Virtual labs to support practical skills


© ChemCollective

With the changes to the way practical chemistry is being assessed at both GCSE and A-level in England and Wales, it will be increasingly important for students to understand the reasons for using particular pieces of equipment in the lab. And with this, the ChemCollective website can help.

The site supports your teaching of practical skills with resources and virtual labs combined with tutorials and tests that allow you to select particular topics you want to focus on.

The tutorials and simulations allow you to put learning into practice. They give automatic feedback to students if they give incorrect answers to questions and give hints to help students progress in their learning.

Within virtual labs students have activities to set up practical equipment. The easy to use workbench allows students to complete titrations, make standard solutions and carry out many more protocols. And here is the major advantage of the virtual lab – students are given a choice of which equipment to use and will only get a correct answer once the experiment is set up correctly. This is helpful when teaching core practical skills for assessment.

There is however potential confusion with one of the tutorials on balancing equations. In the task students are asked to balance an equation for a reaction and given a diagram of what the reactant and product particles look like. Although the balanced equation is correct, it does not match the number of particles in the diagram aid.

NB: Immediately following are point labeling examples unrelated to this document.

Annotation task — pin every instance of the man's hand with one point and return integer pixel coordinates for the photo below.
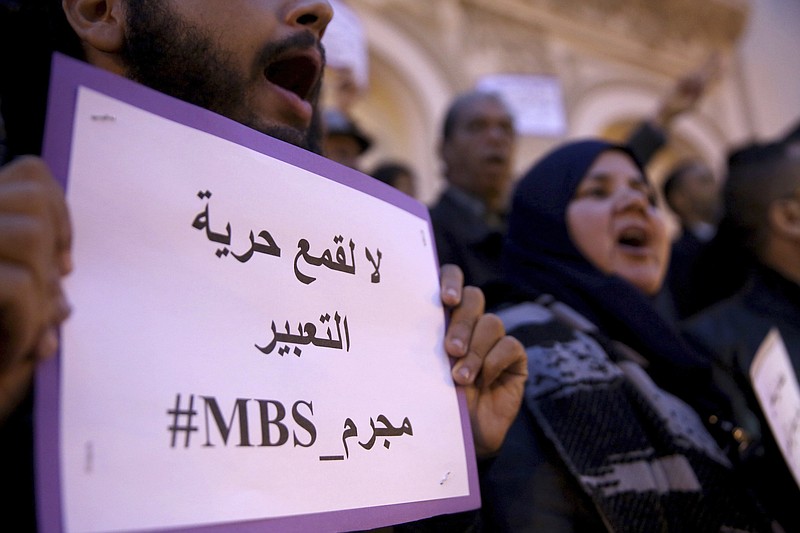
(492, 366)
(35, 237)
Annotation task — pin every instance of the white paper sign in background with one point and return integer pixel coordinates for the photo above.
(776, 387)
(189, 257)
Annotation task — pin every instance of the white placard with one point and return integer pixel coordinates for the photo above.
(775, 384)
(249, 339)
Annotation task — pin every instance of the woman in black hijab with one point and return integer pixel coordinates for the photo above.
(606, 439)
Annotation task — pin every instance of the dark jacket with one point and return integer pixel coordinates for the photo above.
(465, 238)
(731, 332)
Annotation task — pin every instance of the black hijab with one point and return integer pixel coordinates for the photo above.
(539, 257)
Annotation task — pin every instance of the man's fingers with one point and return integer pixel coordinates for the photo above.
(488, 330)
(20, 320)
(505, 360)
(452, 284)
(463, 320)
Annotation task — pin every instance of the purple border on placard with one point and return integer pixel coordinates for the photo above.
(67, 75)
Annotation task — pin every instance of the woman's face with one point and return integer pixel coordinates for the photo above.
(614, 222)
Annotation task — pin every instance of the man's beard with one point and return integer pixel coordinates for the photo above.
(168, 54)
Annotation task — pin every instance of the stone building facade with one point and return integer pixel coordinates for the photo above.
(612, 61)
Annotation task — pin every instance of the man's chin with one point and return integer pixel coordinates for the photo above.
(305, 138)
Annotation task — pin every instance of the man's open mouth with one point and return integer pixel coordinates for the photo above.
(297, 74)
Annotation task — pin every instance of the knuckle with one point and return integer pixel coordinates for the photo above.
(474, 296)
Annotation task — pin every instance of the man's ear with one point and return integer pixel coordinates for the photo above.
(784, 217)
(99, 23)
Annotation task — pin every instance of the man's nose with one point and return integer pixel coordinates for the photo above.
(312, 14)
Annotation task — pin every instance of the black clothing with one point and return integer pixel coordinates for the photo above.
(731, 332)
(605, 440)
(465, 237)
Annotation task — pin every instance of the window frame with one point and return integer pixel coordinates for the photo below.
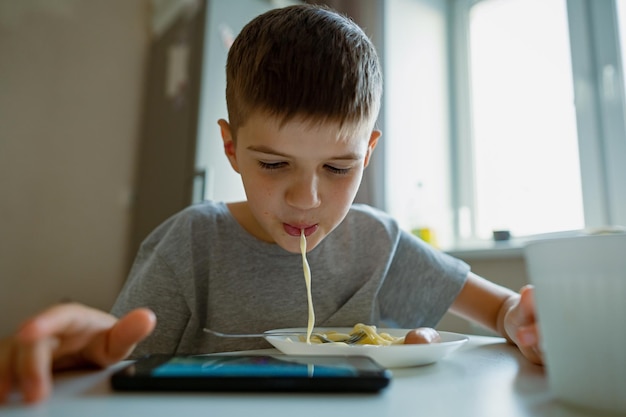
(600, 114)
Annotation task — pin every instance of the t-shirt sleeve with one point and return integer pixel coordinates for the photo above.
(153, 284)
(421, 284)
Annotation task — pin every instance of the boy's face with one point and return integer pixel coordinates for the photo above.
(296, 176)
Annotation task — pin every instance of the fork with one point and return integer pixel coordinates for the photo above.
(351, 340)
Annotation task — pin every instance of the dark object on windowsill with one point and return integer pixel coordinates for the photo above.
(501, 235)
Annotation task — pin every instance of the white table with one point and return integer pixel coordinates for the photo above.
(485, 378)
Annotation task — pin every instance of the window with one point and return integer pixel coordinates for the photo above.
(540, 144)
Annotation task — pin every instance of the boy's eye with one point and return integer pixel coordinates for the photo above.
(335, 170)
(272, 165)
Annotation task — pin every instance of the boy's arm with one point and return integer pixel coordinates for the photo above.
(66, 336)
(506, 312)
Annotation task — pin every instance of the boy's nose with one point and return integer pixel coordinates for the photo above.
(303, 194)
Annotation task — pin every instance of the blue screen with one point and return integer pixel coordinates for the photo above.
(261, 366)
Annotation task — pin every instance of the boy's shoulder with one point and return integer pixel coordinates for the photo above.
(367, 218)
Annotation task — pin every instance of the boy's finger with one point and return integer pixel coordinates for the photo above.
(6, 370)
(118, 342)
(33, 369)
(524, 312)
(67, 318)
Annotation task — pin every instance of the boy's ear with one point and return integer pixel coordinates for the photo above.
(229, 145)
(371, 145)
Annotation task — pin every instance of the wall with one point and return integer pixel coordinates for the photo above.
(70, 92)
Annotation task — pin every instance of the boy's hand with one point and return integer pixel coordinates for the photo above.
(66, 336)
(521, 325)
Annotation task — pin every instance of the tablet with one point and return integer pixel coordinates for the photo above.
(275, 372)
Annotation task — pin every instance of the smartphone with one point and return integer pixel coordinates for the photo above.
(275, 372)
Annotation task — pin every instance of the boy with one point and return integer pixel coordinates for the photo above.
(303, 92)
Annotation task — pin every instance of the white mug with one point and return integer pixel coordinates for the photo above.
(580, 292)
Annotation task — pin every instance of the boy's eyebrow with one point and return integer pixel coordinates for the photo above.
(268, 150)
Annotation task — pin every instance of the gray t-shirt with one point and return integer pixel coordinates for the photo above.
(202, 269)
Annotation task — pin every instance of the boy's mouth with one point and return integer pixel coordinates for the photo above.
(297, 230)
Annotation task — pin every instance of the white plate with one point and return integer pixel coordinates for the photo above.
(394, 356)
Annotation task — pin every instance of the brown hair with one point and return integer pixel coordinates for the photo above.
(306, 61)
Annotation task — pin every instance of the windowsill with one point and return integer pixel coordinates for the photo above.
(513, 248)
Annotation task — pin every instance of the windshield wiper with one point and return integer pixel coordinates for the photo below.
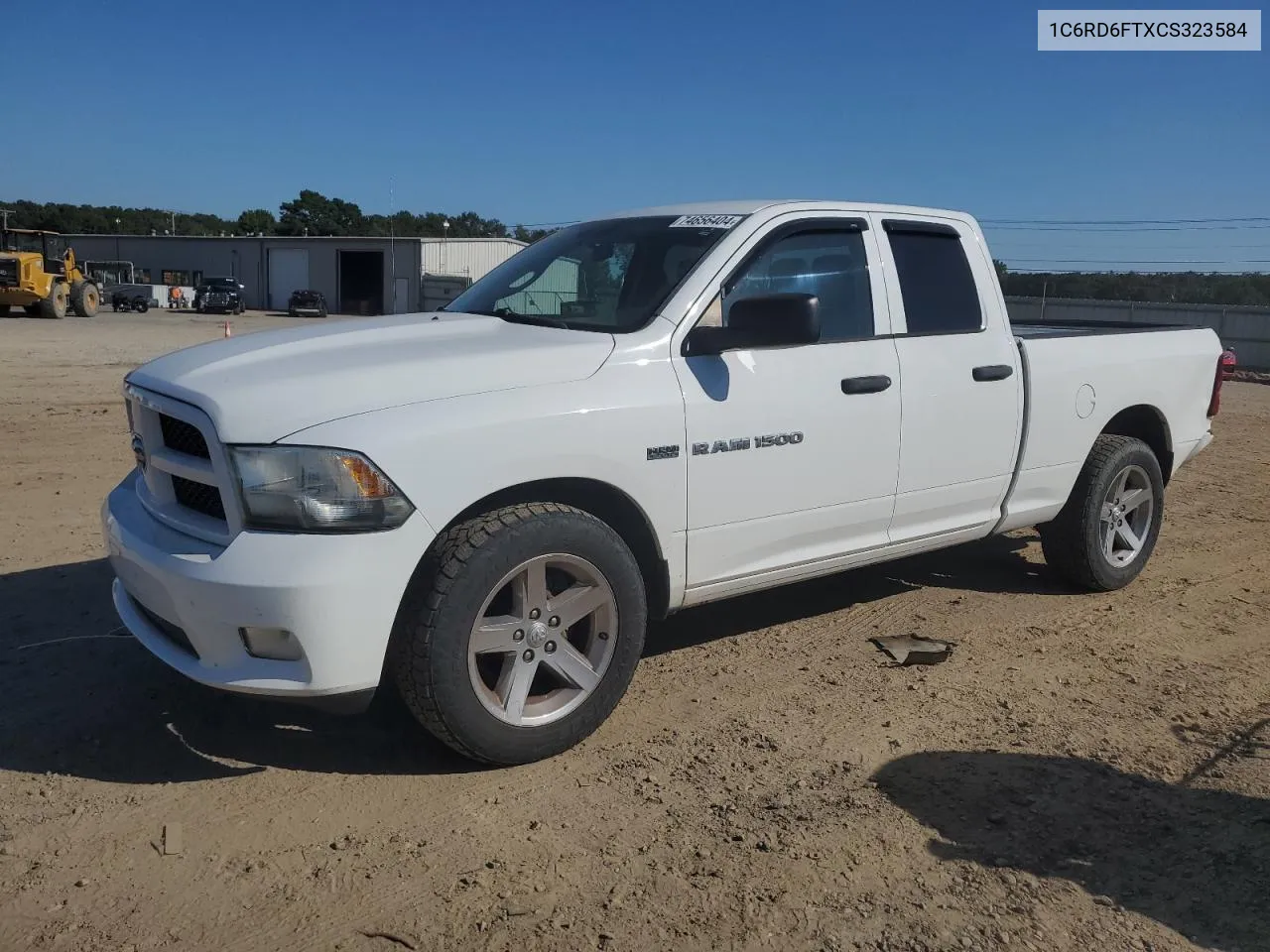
(535, 318)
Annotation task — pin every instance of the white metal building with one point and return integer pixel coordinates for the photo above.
(356, 275)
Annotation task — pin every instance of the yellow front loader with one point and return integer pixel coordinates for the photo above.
(39, 273)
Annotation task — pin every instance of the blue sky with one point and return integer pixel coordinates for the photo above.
(543, 112)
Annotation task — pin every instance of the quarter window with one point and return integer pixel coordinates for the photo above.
(935, 280)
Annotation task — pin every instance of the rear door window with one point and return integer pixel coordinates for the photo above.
(935, 278)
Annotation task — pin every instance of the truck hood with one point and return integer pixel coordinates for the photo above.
(262, 388)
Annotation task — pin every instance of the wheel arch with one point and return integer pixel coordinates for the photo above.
(1148, 424)
(607, 503)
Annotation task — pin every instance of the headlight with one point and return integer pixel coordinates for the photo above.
(314, 489)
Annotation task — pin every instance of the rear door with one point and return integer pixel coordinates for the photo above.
(794, 451)
(961, 400)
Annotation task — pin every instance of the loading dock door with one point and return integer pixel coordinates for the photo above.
(289, 271)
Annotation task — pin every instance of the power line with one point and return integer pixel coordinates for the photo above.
(1096, 230)
(1011, 270)
(1121, 221)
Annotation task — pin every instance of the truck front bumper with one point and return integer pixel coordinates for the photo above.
(191, 603)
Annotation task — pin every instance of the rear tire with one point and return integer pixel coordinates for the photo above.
(54, 307)
(572, 658)
(85, 298)
(1105, 534)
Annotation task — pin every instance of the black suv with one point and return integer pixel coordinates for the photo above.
(307, 303)
(218, 296)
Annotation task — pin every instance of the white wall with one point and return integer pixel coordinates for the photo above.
(466, 258)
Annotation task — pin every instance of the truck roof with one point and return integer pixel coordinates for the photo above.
(748, 206)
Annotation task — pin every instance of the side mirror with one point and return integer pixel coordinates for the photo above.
(756, 322)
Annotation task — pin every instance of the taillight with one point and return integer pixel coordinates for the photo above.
(1214, 404)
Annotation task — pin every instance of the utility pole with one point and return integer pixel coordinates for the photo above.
(393, 243)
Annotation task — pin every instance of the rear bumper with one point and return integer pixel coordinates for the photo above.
(186, 599)
(1185, 452)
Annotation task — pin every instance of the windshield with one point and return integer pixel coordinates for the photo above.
(608, 276)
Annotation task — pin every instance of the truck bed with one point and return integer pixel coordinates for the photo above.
(1034, 330)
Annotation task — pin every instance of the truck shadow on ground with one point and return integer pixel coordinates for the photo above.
(997, 563)
(1197, 861)
(76, 701)
(80, 697)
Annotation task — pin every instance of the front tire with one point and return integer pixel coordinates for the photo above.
(1105, 534)
(520, 633)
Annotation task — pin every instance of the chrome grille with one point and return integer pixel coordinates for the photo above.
(198, 497)
(186, 476)
(183, 436)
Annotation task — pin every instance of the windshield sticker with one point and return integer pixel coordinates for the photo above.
(706, 221)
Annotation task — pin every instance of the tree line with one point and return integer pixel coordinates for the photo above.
(309, 213)
(1162, 287)
(314, 213)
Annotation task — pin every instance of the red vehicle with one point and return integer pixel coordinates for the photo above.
(1228, 363)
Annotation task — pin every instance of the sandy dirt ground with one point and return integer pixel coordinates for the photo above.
(1084, 772)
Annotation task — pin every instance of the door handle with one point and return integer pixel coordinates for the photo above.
(993, 371)
(865, 385)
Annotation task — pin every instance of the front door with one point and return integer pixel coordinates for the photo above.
(793, 452)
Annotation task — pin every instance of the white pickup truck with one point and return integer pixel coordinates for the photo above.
(484, 507)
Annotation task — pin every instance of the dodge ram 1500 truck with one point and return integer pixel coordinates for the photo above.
(484, 507)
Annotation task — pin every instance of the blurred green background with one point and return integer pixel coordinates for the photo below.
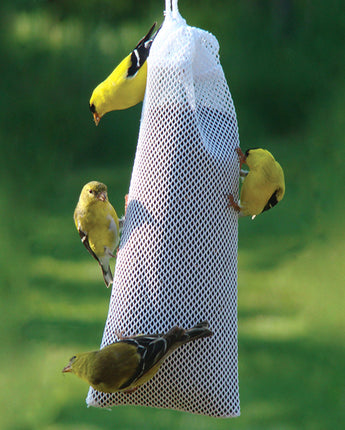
(284, 61)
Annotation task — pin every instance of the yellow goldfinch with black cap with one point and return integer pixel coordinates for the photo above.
(132, 361)
(125, 86)
(98, 225)
(263, 186)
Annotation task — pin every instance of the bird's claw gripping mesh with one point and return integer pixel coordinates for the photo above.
(177, 263)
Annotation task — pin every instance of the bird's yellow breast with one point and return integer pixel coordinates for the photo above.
(117, 91)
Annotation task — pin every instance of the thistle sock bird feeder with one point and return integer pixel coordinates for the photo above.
(177, 263)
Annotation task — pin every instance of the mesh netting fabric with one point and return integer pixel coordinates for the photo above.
(177, 262)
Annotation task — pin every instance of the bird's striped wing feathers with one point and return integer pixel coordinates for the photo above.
(151, 349)
(271, 202)
(140, 53)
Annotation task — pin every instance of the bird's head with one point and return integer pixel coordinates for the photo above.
(255, 156)
(93, 192)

As the activities are linked to topics rather than year group or level, the complexity of the topic can mean only parts of the simulation are relevant. For example, on a simulation on pH the first part asks students to match the colour of phenyl red indicator in particular solutions to their pH given a relevant scale. The second activity is to use logarithmic scales with concentrations of H3O+ ions to calculate pH, an activity more suitable for A-level students.

Although this website could be very useful in teaching practical skills, if you decide to incorporate these activities into your lessons, avoid leaving students without any additional guidance.